PASCAGOULA, Miss. (AP) — A federal agency claims in a lawsuit filed this week that hundreds of people recruited in India to work for an oil rig construction company in Mississippi and Texas in the aftermath of Hurricane Katrina were forced into oppressive living arrangements and subjected to harsh language and discriminatory working conditions.

The Equal Employment Opportunity Commission filed the lawsuit Wednesday against Signal International LLC in U.S. District Court in Gulfport, Miss., alleging discrimination based on race and place of birth. The lawsuit seeks class action status for about 500 Indians who came to the United States on the H-2B guest worker program to take jobs as welders and pipefitters in Pascagoula, Miss., and Orange, Texas.

Signal International did not respond to messages left by The Associated Press seeking comment. In 2008, when Indian workers filed a lawsuit making similar allegations, the company called the accusations "baseless and unfounded." At that time, the company said federal officials had reviewed its employment practices and inspected its facilities and deemed them compliant with the law.

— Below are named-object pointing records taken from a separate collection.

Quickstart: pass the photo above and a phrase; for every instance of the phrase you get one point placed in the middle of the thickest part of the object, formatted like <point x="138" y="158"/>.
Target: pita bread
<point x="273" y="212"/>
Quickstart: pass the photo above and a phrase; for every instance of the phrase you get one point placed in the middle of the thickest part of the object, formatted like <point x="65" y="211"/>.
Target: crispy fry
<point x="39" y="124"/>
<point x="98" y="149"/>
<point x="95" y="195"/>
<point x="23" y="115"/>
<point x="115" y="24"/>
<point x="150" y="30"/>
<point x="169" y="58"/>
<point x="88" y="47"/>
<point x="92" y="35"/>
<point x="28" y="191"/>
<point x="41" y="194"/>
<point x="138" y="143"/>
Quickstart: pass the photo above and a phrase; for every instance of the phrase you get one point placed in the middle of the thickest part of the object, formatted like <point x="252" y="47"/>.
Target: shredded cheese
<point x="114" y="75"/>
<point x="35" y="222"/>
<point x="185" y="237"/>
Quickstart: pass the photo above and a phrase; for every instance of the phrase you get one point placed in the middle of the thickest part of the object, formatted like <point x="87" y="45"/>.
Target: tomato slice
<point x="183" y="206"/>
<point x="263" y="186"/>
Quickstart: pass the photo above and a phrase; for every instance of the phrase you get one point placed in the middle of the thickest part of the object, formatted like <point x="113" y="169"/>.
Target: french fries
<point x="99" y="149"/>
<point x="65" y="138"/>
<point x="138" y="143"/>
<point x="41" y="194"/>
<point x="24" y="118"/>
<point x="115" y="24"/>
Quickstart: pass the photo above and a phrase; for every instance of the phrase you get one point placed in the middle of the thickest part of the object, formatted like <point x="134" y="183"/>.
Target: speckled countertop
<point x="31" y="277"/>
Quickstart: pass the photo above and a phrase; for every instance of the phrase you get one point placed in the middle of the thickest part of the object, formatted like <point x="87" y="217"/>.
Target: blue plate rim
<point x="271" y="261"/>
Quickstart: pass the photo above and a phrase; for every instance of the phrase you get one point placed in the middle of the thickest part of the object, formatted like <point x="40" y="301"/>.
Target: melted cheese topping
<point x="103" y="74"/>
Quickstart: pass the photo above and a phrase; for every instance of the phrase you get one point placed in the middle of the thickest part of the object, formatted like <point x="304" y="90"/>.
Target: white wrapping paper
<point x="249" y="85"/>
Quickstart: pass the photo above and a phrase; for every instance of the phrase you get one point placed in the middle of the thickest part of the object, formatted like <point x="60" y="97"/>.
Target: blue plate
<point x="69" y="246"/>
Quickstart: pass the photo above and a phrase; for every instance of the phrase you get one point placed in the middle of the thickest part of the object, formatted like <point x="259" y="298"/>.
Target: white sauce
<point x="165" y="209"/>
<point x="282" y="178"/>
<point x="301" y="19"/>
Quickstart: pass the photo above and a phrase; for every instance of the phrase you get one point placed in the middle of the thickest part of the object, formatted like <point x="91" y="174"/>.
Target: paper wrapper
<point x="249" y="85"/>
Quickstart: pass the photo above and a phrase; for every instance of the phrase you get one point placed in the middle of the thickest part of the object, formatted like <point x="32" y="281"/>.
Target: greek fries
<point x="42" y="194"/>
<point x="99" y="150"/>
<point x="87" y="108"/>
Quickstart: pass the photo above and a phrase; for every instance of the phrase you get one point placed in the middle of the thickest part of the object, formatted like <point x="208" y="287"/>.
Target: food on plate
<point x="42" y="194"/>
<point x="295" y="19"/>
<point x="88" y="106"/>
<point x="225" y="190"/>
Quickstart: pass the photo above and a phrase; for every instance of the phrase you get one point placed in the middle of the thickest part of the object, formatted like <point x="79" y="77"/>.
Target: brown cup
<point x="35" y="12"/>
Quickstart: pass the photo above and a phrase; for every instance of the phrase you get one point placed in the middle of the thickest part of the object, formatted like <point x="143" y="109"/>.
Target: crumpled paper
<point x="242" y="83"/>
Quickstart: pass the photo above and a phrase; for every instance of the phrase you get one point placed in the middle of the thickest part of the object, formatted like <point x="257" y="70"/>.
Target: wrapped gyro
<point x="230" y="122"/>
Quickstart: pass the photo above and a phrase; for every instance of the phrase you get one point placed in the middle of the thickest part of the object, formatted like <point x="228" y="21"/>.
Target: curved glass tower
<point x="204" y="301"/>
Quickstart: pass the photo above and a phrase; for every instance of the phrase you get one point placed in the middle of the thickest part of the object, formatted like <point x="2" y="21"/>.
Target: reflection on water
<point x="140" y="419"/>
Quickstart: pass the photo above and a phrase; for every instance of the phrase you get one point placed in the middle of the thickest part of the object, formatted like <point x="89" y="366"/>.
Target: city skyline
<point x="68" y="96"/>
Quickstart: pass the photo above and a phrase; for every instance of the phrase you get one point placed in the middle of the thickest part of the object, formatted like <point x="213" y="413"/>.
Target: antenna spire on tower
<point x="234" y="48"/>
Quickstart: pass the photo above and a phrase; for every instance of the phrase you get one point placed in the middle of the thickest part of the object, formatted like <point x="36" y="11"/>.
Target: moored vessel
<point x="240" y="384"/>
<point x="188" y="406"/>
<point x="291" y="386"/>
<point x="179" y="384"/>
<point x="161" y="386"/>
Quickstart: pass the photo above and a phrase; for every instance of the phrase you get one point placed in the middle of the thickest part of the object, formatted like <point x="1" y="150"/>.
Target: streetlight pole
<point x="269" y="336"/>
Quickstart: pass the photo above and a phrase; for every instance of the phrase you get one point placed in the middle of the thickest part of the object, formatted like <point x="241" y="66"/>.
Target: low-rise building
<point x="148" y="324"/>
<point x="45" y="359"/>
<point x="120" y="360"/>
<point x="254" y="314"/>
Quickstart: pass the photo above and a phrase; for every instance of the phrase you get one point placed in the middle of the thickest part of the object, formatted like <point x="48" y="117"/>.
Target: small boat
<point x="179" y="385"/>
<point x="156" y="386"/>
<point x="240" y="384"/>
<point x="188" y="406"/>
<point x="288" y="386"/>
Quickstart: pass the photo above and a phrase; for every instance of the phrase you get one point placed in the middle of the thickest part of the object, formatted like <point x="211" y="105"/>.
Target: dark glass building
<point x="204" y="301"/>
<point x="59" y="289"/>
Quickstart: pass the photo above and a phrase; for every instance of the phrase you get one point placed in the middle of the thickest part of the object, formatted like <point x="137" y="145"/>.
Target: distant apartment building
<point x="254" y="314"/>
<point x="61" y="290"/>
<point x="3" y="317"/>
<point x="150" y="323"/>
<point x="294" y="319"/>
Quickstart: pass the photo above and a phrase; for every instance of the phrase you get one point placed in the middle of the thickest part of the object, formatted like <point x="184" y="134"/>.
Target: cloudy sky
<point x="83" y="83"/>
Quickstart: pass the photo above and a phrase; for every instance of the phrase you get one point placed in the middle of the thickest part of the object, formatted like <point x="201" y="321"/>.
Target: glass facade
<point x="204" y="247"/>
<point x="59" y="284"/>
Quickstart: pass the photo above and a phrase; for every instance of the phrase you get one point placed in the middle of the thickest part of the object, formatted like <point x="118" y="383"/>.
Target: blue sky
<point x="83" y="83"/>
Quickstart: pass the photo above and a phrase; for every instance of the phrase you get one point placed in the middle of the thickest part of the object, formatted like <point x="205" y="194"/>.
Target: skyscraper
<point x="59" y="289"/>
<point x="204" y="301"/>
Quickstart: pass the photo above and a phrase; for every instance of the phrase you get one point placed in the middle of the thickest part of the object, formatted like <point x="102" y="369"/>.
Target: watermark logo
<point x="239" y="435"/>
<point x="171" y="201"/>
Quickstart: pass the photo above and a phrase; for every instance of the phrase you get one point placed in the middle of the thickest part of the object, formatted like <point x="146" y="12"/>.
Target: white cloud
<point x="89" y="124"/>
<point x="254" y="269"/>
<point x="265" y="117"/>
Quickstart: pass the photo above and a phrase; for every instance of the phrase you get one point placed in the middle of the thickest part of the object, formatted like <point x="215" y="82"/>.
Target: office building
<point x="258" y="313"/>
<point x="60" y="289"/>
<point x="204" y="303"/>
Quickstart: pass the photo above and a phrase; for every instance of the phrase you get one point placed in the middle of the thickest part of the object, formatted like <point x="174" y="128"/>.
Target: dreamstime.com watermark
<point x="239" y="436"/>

The 20-page EEOC lawsuit filed this week claims the agency uncovered numerous discriminatory practices. The lawsuit said Signal International forced as many 24 workers to sleep in bunks in unsanitary, one-room trailers in camps set up in industrial areas. The camps "were enclosed by fences and accessible only through a single, guarded entrance" where the workers were sometimes searched, the lawsuit said.